Guarded recursion is a way to allow recursive definitions without allowing the pathological proofs of logical statements. Here, a tool from modal logic is used to describe recursion by adding an explicit marking in the language that the recursive call should happen 'later'. This adds a way for the language to keep track of the order in which different tasks are performed, and it can thus prevent a calculation from having to use the result of a program that is not run until later.

Verification of critical software

Guarded recursion and CTT existed before my work, and they have even been combined before in different ways. The difference between the existing systems and what is described in the article is the specific treatment of coinductive types. It is easiest to understand the difference in an example.

The archetypal coinductive type is a stream of inputs - for example, a temperature measurement from a nuclear reactor every second. To understand programs that depend on such a stream of inputs, we use a coinductive stream of numbers. The coinductive programs will automatically be productive. Roughly speaking, this is a guarantee that the program will always produce its output based on a temperature measurement in finite time.

Where co-induction becomes important is in the specification process. Previous systems had different and stricter restrictions on what information they had access to about their programs. Specifically, it was not possible to compare programs that update after each temperature measurement and those that aggregate data from for the day's run, despite the fact that they may be functionally equivalent.

In addition to this, we have extended the system with the so-called HITs. A simple example of an inductive type is lists. In type theory, you think of lists as being built up from an empty list by adding elements. So, we have two ways to make a list. Either we can take the empty list, or we can also add an element to an existing list.
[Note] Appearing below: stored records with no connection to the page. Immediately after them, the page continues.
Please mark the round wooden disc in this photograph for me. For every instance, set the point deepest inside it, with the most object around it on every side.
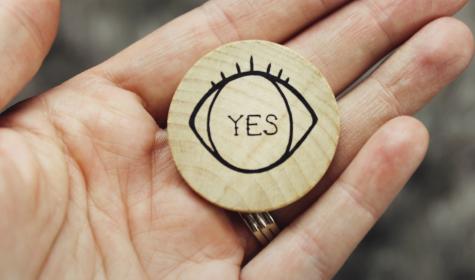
(253, 126)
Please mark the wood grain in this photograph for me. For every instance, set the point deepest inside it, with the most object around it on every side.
(253, 126)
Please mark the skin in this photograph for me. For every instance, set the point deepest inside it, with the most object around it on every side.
(88, 188)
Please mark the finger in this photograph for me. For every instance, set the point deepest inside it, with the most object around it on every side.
(27, 30)
(319, 242)
(429, 61)
(154, 66)
(162, 59)
(351, 40)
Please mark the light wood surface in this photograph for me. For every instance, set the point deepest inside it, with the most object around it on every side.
(253, 126)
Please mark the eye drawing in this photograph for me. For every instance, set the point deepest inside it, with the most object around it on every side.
(215, 114)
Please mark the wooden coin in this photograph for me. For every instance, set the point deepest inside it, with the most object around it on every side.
(253, 126)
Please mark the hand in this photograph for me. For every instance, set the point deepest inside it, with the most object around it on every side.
(89, 190)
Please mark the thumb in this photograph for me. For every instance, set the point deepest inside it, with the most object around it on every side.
(27, 30)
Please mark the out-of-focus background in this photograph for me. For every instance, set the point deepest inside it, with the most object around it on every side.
(428, 233)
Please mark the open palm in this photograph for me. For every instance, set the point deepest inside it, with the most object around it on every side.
(88, 187)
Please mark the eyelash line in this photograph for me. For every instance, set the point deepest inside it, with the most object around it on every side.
(251, 69)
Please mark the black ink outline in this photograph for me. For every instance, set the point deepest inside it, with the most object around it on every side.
(275, 80)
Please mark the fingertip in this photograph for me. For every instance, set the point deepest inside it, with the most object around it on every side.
(447, 46)
(405, 135)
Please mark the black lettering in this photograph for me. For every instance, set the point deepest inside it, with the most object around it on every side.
(271, 122)
(249, 124)
(236, 128)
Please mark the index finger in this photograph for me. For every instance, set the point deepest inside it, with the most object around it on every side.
(154, 66)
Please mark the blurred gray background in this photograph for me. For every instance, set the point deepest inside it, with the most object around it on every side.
(428, 233)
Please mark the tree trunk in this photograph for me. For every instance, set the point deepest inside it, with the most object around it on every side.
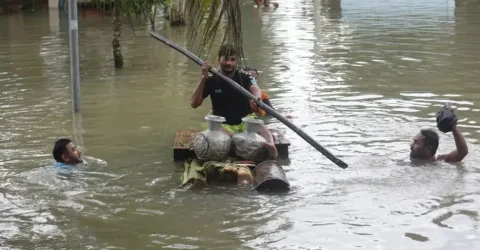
(177, 13)
(152, 17)
(117, 52)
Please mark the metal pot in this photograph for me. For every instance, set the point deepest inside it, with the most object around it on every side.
(249, 145)
(213, 144)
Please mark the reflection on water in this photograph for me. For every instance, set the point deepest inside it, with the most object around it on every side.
(360, 77)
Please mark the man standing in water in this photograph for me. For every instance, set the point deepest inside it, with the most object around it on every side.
(66, 153)
(226, 101)
(425, 143)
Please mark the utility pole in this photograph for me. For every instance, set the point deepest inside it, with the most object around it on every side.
(74, 58)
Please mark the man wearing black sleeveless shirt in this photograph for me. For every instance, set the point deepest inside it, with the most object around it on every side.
(226, 101)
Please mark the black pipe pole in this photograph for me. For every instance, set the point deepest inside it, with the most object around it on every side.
(259, 103)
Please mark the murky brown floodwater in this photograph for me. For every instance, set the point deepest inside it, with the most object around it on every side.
(362, 78)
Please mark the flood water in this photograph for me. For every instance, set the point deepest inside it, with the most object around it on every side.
(361, 77)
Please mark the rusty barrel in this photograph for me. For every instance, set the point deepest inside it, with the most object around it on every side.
(269, 176)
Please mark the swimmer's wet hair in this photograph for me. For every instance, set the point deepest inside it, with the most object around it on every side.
(60, 148)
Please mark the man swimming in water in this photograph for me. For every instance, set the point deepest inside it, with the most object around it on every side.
(425, 144)
(66, 153)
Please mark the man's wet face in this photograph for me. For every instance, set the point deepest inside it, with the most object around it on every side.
(417, 147)
(73, 154)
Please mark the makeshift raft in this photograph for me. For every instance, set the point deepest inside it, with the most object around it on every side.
(183, 145)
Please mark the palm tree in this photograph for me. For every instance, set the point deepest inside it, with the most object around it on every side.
(177, 13)
(207, 17)
(132, 7)
(116, 25)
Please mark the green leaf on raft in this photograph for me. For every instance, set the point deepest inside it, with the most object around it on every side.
(191, 175)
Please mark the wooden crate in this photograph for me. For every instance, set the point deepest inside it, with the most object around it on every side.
(183, 145)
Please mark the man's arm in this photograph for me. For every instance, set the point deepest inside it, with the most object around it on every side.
(458, 154)
(198, 95)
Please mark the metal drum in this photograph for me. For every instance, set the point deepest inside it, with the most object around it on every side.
(269, 176)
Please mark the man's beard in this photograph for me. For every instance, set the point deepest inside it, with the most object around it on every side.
(228, 69)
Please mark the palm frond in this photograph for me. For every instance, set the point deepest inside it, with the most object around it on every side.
(205, 19)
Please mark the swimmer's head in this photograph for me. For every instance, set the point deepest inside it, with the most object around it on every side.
(66, 152)
(251, 71)
(424, 145)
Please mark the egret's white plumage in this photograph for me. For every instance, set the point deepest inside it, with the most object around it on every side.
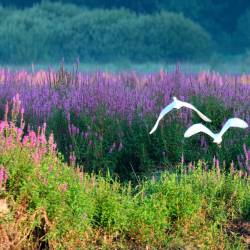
(177, 104)
(197, 128)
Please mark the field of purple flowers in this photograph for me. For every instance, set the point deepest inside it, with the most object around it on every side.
(102, 120)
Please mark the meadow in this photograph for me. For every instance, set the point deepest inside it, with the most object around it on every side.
(79, 170)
Now suppose we did not care about the order of the objects we have in our list. So, we think that in the logic you should see [a,b] and [b,a] as equal, which for us means that there should be a path between the two lists. There is no way to do that in the inductive type of lists, but with a higher inductive type such a path can be inserted manually. The situation would then be that you had three ways to create a list: the empty one, compositions as before and now a list which is on the path between [a,b] and [b,a].

The basic research perspectives are long, and we are some years away from having an implemented programming language based on CCTT, but the article has provided a direction to work in.

The broad perspective of the article is that we are now adding one of the most important properties of type theory to the system: The ability to define new typeformers on-the-fly. If you have a problem that can be solved mathematically with coinduction, it can probably be described in the article’s system and thus justified mathematically.